Quality of Evidence Rubrics for Single Cases

At the heart of evaluation is the need for causal inference – this requires making a claim about a change. For any claim of change, it is important to consider the quality of evidence underpinning that claim.


The Society is grateful to Tom Aston and Marina Apgar for sharing this material. Please acknowledge them when using or quoting it.

 

When using theory and case-based approaches to evaluation, Tom Aston and Marina Apgar explore how an intervention has contributed to a change, directly or indirectly and often in relationship to other causal factors.

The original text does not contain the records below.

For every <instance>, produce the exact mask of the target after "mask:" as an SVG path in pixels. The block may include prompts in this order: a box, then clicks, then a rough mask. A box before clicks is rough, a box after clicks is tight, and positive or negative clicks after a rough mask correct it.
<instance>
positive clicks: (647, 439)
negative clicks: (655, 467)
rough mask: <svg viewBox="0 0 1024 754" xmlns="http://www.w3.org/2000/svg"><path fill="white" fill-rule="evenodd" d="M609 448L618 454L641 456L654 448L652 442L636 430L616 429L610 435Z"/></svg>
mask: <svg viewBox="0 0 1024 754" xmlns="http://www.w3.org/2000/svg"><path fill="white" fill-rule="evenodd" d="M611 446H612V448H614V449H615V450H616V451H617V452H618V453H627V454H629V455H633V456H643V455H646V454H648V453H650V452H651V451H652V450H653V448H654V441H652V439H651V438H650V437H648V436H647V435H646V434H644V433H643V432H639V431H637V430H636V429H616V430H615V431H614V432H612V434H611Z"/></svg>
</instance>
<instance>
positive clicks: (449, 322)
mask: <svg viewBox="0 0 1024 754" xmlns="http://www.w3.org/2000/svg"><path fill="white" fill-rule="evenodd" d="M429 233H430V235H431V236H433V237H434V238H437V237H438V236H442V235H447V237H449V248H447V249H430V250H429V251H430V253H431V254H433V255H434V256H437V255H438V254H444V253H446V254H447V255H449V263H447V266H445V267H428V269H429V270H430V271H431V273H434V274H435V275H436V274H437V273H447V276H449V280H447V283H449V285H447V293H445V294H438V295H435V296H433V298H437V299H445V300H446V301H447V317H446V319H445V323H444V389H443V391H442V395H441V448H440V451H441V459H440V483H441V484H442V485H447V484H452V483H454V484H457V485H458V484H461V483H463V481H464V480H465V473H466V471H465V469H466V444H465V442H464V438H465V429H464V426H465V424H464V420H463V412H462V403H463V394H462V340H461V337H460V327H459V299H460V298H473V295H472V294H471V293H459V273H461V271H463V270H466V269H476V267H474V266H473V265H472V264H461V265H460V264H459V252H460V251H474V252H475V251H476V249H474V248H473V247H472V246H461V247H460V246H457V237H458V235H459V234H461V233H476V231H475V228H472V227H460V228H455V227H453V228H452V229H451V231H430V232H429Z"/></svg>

In Thomas Schwandt’s (2007) Dictionary of Qualitative Inquiry, for example, evidence is ‘information that has a bearing on determining the validity of a claim.’ Therefore, the focus is on the “probative value” of evidence – how much the evidence makes a particular explanation better or worse (Ribeiro, 2019).

 

In this document, Aston and Apgar provide guidance and a set of rubrics to assess the quality of evidence in relation to single cases related to a particular outcome.

 

Rubrics are a form of qualitative scale that include:

 

  • Criteria: the aspects of quality or performance that are of interest, e.g., timeliness.
  • Standards: the level of performance or quality for each criterion, e.g., Poor/adequate/good.
  • Descriptors: descriptions or examples of what each standard looks like for each criterion of the rubric (see Green, 2019; Aston, 2020a; King, 2023).

 

Aston and Apgar bring together numerous evidence assessment methods and tools for causal inference (Pawson, 2007; Puttick and Ludlow, 2013; DFID, 2014; Vaca, 2016; Steadman-Bryce, 2017; Bond, 2018; CASP, 2018; SURE, 2018; Ramalingam et al. 2019; JBI, 2020; Gough, 2021). Because this guidance is designed for single case explanations, it focuses mainly on how to strengthen internal validity within a particular case (i.e., the extent to which a piece of evidence supports a claim about cause and effect), and where cases are likely to primarily rely on qualitative data. These evidence rubrics should, therefore, be appropriate to support various theory-based or case-based methods (such as Contribution Analysis or Realist Evaluation).

 

While this document does not offer full guidance for assessing external validity it does include one rubric on transferability which is more appropriate when using methods that account for context within causal claims. It also does not offer guidance on assessing the quality of an evidence base as a whole at portfolio level or across a body or research.